Auto-updating database seems to break MetaPhlAn4

Hi – I’m running MetaPhlAn4 V4.04 as follows:

metaphlan “${read1}”,“${read2}” --input_type fastq -o “${samplename}”_metaphlan --nproc 12 --bowtie2db /databases/metaphlan4_20230119/ --bowtie2out “${samplename}”_bowtie2out

The database in the specific folder is the contents of: mpa_vOct22_CHOCOPhlAnSGB_202212_bt2

I’m running it on a cluster with sbatch, so I don’t have the ability to provide user-input real-time.

The goal is to reproduce prior work that used that database, however MetaPhlAn provides a Y/N question asking if I want to download a new db, breaking the script. For this use case, I do not want to use the most recent datdabase, because I am trying to match a previously created dataset.

I have attempted to add the --offline flag, but that yields this error:

“Database cannot be downloaded with the --offline option activated”

I would really like to just be able to align to the mpa_vOct22_CHOCOPhlAnSGB_202212_bt2 database and, ideally, turn off any kind of auto-updating behavior permanently. Can you advise what the error is here and how to move forward?

Hi @btt4001
how did you install the database? it seems it has not been properly installed at the beginning

I just ran into the same problem. I unfortunately cannot really reproduce the error. However, on the HPC, I ran this command for a few hundred samples in parallel using a snakemake pipeline:

conda activate metaphlan_4.0.4 ; metaphlan results/33B/07_metaphlan/bt2Files/33B.bt2out.txt   --input_type bowtie2out   --bowtie2db /data/databases/metaphlan4   --nproc 24   --add_viruses   -o results/33B/07_metaphlan/33B.profiled_metagenome.txt --offline ;

When I ran this command, I got the error:

Database cannot be downloaded with the --offline option activated, which is pretty confusing, since I wanted NOT to download the database and therefore added --offline. However, I then ran the code for a single sample in an interactive session and I got asked in the input prompt whether I want to update the database. I then declined. Afer that, I could run the pipeline as expected with --offline on our slurm cluster for ~100 samples in parallel.

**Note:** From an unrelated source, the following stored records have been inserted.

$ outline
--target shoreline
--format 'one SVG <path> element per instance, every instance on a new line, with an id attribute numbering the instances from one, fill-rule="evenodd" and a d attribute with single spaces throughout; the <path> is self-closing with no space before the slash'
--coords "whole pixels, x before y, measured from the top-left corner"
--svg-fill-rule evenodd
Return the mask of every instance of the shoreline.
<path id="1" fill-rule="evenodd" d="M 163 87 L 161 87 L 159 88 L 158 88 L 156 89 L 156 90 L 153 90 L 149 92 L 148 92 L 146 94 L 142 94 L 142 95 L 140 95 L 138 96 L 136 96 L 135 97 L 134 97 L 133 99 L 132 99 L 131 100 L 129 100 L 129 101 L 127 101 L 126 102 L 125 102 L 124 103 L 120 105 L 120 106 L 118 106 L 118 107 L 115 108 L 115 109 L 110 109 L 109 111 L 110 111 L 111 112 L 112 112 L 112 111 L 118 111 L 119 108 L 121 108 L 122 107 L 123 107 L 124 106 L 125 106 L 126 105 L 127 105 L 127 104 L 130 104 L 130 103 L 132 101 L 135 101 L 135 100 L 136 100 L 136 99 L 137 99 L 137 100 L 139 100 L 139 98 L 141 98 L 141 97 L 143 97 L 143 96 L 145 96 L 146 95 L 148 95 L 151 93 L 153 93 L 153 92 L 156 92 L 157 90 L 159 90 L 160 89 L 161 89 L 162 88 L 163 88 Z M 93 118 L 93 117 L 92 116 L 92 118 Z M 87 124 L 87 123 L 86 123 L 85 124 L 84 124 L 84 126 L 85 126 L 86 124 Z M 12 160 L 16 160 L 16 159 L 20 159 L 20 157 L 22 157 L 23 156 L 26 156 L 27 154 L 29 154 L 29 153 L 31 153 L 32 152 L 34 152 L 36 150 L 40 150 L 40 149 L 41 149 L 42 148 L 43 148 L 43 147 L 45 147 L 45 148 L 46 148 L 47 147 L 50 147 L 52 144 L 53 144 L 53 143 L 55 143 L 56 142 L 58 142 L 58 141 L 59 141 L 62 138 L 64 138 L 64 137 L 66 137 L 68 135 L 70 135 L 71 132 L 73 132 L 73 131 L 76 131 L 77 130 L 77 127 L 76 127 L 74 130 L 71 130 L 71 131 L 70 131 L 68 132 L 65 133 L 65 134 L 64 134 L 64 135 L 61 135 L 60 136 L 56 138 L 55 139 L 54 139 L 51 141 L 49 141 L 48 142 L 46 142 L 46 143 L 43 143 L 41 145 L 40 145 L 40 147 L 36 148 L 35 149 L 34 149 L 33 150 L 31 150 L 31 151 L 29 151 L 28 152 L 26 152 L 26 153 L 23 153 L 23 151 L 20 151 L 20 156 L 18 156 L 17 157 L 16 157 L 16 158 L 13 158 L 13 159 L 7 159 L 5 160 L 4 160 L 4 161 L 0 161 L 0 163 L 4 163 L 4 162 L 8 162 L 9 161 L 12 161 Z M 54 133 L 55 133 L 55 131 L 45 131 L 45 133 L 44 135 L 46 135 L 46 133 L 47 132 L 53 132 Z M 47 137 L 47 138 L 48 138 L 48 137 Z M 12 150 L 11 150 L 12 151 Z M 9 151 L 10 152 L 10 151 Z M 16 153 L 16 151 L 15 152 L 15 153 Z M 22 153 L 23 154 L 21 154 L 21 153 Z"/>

There seems to be a bug with the --offline flag.

I am also having this issue on HPC. Has never been an issue previously though the last time I ran Metaphlan was in early march prior to the latest database release. I get the same errors as above with the database download prompt breaking the script and --offline flag giving the error “Database cannot be downloaded with the --offline option activated”. Using Metaphlan 4.0.6 and database mpa_vJun23_CHOCOPhlAnSGB_202307.

I didn’t find a proper fix for the issue. However, I found a hack to circumvent the check:

I just replaced the name of the database in the mpa_latest file from mpa_vJun23_CHOCOPhlAnSGB_202307 to mpa_vOct22_CHOCOPhlAnSGB_202212. Now I can run it on the HPC with an older version.